Stargazers

A short story, last revised 13/8/13

It was night, though the dull shine of the distant gas-giant sent wisps of colour around the horizon. Still, though the horizon seemed trapped in eternal sunset, my son and I had retrieved the telescope and set it up on the beach outside. A sea, fresh with a slight tinge of something strange, lapped at the shores a few metres away. It had taken me many years to acclimate to this sea. It did not ebb and flow with the tides, it did not carry with it the abrasive salt foam. This sea was calm, with the only few wind-swept ripples carefully caught by the bay’s entrance. To either side of me, dotting the shoreline of this small oasis other small houses like mine shining like strange violet crystals in the glow. A single small boat slid over the water, its occupant heading for home.

I looked through the eyepiece only to see a flurry of confused dots and artefacts. I couldn't help but grit my teeth and let out a hiss. Sam didn’t stir on the lounge opposite. His dreams were peaceful in a way only the earliest years brought. He could fall asleep believing with certainty that everything was somehow going to be alright when he woke up.

Still nothing on that damned telescope. Adjust Z tilt? What does that even mean?
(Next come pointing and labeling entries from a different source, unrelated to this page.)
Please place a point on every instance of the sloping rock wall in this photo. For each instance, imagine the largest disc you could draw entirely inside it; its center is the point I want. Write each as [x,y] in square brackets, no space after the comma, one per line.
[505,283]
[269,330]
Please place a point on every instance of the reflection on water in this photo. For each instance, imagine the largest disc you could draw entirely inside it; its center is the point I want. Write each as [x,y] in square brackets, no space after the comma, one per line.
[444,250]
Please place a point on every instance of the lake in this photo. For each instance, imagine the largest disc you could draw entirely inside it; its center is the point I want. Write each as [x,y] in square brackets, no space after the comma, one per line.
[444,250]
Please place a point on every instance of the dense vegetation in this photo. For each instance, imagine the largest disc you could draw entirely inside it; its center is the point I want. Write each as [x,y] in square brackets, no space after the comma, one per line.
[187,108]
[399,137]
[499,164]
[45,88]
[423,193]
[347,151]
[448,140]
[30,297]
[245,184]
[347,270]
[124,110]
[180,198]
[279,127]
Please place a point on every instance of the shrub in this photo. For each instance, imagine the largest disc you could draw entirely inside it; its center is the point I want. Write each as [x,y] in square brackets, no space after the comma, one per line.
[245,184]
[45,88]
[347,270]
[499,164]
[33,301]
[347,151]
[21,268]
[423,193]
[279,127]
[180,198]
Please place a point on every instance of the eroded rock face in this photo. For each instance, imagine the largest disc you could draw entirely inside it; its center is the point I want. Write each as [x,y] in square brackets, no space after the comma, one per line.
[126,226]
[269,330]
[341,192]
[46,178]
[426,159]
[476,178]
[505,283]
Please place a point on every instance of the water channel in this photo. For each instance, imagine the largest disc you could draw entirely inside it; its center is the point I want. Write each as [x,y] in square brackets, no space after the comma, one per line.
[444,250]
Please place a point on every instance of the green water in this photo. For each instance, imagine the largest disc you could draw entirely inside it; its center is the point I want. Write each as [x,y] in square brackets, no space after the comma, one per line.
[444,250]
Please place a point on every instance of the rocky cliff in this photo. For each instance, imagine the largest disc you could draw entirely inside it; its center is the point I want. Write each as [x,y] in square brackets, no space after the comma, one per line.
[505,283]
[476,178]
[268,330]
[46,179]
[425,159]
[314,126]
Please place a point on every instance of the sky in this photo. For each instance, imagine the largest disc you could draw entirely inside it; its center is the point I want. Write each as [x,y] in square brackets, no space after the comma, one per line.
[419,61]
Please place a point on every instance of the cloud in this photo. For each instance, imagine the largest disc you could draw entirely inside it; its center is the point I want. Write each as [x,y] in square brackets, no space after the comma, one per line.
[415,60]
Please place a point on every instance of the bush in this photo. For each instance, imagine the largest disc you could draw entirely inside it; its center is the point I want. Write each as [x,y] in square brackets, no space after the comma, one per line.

Inside, my wife sang softly to herself. I could hear her voice, faint and carrying as she went on about some task. Soft, like a breeze, it wafted over me and warmed me and lifted the corners of my mouth. Some forgotten tune from an age ago. My father's age, an age of frailty and fear and nomadic longing. The notes made Sam shift in his sleep, as if nuzzling into her neck. I pushed my toes deeper into the sand.

A few more seemingly random presses on the screen, and a glance into the eyepiece. There. There it was.

"Sam." He stirred, but fell back deeper into the cosiness of the chair. "Sam, wake up."

Blue eyes, sharp eyes, opened slowly. "Did you find it Daddy?" He shuffled over and sat down next to me and moved over the eyepiece. My son had been born here. You could tell already, by his unusual frame. Here, in this cosy frontier, he had been brought into a world where home was as fluid and plural as the stars in the sky. When the time came when a man's breathe comes heavy and his bones ache and he needs a home, would it be in the cradle, or some yet unimagined world that lay beyond the scope of my imagination?

"Which one is it? There are so many."

"Do you see the 3 in a row, like a line? The one on the left."

Sam looked away for a moment to make an "L" with his fingers, before returning his eye tightly to the rubber seal. "It's so dull. I thought it would be brighter. Is that where you're from?"

"That's where we're all from."

"But Mama said I got born in the hospital in-"

"I mean it's where we're all from in the beginning. I was born there, Mama was born there, Granddad was born there."

"Jakie Smith was born on Elquis."

"Well where was Jakie Smith's parents born?"

"I dunno."

"Probably there." I pointed up at the sky.

"Okay."

He looked back through the telescope and I wondered if he'd ever visit our cradle. Or, like all adolescents, it was time to move on from our home and see what was over the horizon. The frontier stood all around them, touchable, tangible, infinite. It scared me, but I don't think it scared Sam. I think Sam craved that frontier, and there was nothing for him in the old haunt of humanity.

"It's so small."

"Yeah, I guess it is."

I sat for a while longer with his head on my lap while the glow from the horizon faded and a cool wind swept through the bay. Clouds began forming on the distant mountains and I picked him up and carried him towards the soft, melodic singing, his eyes already closed.